SENTIR NOSTALGIA

por

Roger Vilain

-Roger Vilain-
Twitter: @rvilain1

    Hace pocos días, el veintiocho de abril, mi madre cumplió dos años de fallecida. Durante estos meses los días han procurado, de a poco, la materia prima con la que reconstruyes estampas, imágenes muy viejas, recuerdos que entre otras cosas ejercen función terapéutica.

     Johnny, un amigo de la infancia, me envía por WhatsApp cierta fotografía. Ambos tendríamos alrededor de veinte años. Estamos su madre, la mía y nosotros dos frente a ellas posando para la cámara, con tazas de café en las manos. Celebramos la vida, parecemos, cada quien a su manera, desmigajar a la señora felicidad sin rubores de ningún tipo. Mamá sonríe, luce el corte de cabello que casi siempre prefirió después de cumplir sesenta y la atmósfera que ahora respiro gracias a la imagen observada es una máquina del tiempo.

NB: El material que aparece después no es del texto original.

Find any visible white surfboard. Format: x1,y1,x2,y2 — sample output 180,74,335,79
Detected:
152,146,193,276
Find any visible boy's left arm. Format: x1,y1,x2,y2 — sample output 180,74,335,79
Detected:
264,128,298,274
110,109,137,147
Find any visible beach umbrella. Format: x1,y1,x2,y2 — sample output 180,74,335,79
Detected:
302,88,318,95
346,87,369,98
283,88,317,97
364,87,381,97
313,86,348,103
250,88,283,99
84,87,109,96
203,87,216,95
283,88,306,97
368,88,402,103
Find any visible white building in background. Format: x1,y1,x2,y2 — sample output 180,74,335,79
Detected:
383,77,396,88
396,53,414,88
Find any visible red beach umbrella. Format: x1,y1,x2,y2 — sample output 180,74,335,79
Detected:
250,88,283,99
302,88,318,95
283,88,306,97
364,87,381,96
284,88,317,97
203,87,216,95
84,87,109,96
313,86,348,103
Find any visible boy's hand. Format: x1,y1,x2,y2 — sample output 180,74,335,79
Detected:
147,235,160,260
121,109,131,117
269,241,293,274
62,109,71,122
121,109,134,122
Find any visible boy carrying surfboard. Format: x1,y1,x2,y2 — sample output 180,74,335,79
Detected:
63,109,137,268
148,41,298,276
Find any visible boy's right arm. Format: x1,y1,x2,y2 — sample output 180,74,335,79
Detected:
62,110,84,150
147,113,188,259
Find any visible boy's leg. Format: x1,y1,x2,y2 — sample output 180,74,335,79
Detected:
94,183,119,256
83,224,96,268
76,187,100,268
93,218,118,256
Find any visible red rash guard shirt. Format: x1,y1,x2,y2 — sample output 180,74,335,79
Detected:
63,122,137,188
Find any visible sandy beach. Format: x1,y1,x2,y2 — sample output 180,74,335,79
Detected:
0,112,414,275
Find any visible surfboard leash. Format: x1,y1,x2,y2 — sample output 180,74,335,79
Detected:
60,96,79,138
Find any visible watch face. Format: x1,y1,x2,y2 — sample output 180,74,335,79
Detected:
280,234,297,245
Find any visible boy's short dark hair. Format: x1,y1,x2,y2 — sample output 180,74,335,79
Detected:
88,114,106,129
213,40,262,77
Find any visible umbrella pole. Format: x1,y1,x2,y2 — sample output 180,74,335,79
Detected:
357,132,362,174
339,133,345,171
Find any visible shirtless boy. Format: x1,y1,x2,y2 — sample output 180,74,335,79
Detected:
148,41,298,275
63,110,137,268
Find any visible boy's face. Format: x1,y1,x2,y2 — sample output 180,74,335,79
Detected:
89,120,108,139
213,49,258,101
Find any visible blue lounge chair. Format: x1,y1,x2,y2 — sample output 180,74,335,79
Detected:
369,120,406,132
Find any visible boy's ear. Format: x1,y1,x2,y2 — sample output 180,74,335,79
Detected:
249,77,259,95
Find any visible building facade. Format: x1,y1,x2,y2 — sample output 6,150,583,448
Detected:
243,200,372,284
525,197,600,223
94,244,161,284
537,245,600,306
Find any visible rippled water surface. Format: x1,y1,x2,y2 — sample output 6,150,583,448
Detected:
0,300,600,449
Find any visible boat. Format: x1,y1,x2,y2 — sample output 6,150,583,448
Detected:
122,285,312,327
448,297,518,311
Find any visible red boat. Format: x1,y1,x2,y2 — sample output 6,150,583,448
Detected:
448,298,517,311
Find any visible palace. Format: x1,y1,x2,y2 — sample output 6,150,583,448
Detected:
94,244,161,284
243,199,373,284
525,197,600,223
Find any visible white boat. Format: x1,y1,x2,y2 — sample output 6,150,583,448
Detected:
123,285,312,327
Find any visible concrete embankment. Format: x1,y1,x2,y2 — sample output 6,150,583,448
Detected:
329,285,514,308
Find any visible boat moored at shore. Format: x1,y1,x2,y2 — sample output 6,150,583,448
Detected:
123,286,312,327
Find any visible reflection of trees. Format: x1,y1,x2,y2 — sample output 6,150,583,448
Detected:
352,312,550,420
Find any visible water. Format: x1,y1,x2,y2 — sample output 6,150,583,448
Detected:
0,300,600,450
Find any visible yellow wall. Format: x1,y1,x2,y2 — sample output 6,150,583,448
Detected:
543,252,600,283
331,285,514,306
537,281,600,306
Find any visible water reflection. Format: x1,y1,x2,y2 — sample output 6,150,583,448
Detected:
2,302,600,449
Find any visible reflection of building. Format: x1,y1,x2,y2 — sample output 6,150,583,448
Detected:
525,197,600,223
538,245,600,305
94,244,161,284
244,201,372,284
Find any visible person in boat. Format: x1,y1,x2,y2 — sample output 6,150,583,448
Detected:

    Noto el paso de las décadas que sin miramientos da cuenta de su labor indetenible, una faena que termina en líneas de expresión, patas de gallina, canas como hilos de plata entre el ovillo que antes fue muy negro. Pienso entonces en mi madre y varias escenas del pasado comienzan a llegar de golpe. Pienso en los días que enmarcan esta foto, en la mujer que fue, cargada de energía, de órdenes por dar, de esa dinámica imparable que guardaba en sus entrañas y me parecía explosivo puro, dinamita, típicos de la lucidez y de la juventud -no necesariamente física- que le chorreaba por los poros. Es que recordar es un asunto serio. Más allá de cualquier idealización queda la impronta de lo vivido y compartido, algo parecido al guante amarillento que hallas en una gaveta ya para siempre sin la mano que solía darle contornos, insuflarle aliento a su manera, crearle propia vida.

    Después, otro amigo me hizo llegar más fotografías. Me fijo en una de mamá con menos años que Fayad y yo hicimos siendo apenas unos niños. La había olvidado por completo. No recuerdo quién dio el click pero ella está ahí, en la acera frente a nuestra casa mientras camina sonriente con dirección a la cámara. Observo su blusa y su falda y la recuerdo vestida así en varias ocasiones. Noto el tono alegre de alguien que nunca reprimió su condición feliz. Lo fue y mucho, y justo ahora, ahora mismo, quien sonríe soy yo porque saberlo me hace sentir bien. Dos fotografías alejadas entre sí por mucho tiempo y dos fotografías en las que mi madre es siempre ella de cabeza a pies.

    Mientras rasguño esta página tengo al lado un tomo de las cartas completas de Julio Cortázar, delicia que intento relamer de cuando en cuando. Son misivas largas, a veces pequeñas notas, postales, telegramas, en fin, que representan una vida llena, como todas las vidas, de alegrías, tropiezos, fracasos, aciertos y nostalgias. De estas últimas, motivo de cuanto he garabateado aquí, llegó a escribir: “Si vitalmente me siento más joven que cuando tenía 25, las meninges están viejas, los fantasmas del inconsciente se toman cada vez más sus revanchas en forma de atroces pesadillas y diversas formas de vague à l’âme, que estará mal escrito pero es bien cierto”. (Avoir du vague à l’âme: sentir nostalgia). Desecho las pesadillas a propósito de estas líneas y me quedo sólo con la nostalgia, que bien vista es el triste y a la vez azucarado placer de rememorar cuanto existió sin posibilidad de que reaparezca en el presente.

    Dos amigos frotan la lámpara y el genio hace de las suyas. Mi madre en medio, nuestra vida juntos ahí enfrente, y el tiempo que juega al gato y al ratón entre el ahora y esa sombra a veces dulce, redulce, que llamamos ayer. En todo ello permanezco.